債務者(借金をした人)本人が返済できなくなった場合、代わりに返済する義務を負うという点では同じですが、違う点は債権者(お金を貸した人)が返済できなかった場合に直接保証人に対して返済請求をしてきた場合には、保証人であれば「まずは主債務者に請求して下さい」と主張することができます。対して連帯保証人はそのような主張をすることができません。
主債務者が返済できる資力があるにもかかわらず返済を拒否した場合、保証人であれば主債務者に資力があることを理由に、債権者に対して主債務者の財産に強制執行するように主張することができます。連帯保証人はこのような主張をすることができず、主債務者に資力があっても貸金業者に対して返済しなければなりません。
(連帯)保証人が複数いる場合、保証人はその頭数で割った金額のみを返済すればよいのです。対して連帯保証人はすべての人が全額を返済しなければなりません(もちろん、本来返済すべき額を超えて返済する必要はありません。)
「保証人」にはこの3つが認められています。
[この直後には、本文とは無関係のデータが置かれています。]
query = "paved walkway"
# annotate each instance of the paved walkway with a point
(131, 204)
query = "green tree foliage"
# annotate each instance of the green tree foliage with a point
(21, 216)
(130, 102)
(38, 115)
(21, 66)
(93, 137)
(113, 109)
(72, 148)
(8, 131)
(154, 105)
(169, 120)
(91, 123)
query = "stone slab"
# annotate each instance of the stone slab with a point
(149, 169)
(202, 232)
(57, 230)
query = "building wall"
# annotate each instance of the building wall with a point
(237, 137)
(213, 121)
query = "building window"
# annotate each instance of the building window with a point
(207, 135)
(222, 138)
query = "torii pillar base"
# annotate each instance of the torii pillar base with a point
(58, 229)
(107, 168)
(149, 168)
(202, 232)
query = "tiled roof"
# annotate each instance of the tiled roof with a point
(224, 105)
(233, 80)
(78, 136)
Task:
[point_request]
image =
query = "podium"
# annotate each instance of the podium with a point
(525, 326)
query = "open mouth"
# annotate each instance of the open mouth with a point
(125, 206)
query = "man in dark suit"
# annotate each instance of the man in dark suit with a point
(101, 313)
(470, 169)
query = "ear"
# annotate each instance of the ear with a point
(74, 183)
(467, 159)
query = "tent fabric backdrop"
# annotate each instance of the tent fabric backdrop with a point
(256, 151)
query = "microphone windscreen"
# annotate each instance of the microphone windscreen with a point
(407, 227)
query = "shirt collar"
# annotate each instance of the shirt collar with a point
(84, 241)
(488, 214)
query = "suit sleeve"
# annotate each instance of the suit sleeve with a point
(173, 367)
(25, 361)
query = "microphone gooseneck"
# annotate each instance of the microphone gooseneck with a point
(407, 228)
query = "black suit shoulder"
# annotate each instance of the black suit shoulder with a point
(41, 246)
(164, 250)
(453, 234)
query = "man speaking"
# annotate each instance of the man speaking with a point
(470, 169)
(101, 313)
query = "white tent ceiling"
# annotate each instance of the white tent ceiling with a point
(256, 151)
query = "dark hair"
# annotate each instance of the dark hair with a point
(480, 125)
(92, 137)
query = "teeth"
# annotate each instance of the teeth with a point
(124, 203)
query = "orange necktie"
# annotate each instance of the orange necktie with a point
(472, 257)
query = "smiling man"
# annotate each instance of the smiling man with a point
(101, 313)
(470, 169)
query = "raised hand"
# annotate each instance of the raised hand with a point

一方「連帯保証人」にはこの3つのいずれも認められていません。つまり、「連帯保証人」は、債権者(お金を貸した人)から借金の請求があれば「保証人」のように債権者に対し、「先に債務者(借金をした人)に請求をするように求める」ことなどができないまま、債務者の代わりに借金の返済をする義務があるのです。保証人に比べて、連帯保証人には重い責任が課されています。例えば、主債務者(借金をした人)が任意整理や個人民事再生、破産・免責手続きなどをとった場合でも、その責任はついてまわります。もし、主債務者が破産・免責手続きをとり、実際に借金の返済義務を免れることができたとしても、連帯保証人の返済義務まで無くなるわけではなく、主債務者が払わず残ってしまった借金全額を連帯保証人が返済しなければなりません。連帯保証人は非常に厳しいものです。「絶対に大丈夫」ということは世の中にありません。他人の保証人になったせいで、自分が築いた幸せな家庭や人生が台無しになったという人も多数います。連帯保証人になるということは、「自分が借金をすること」と同じだと思ってハンコをつく必要があります。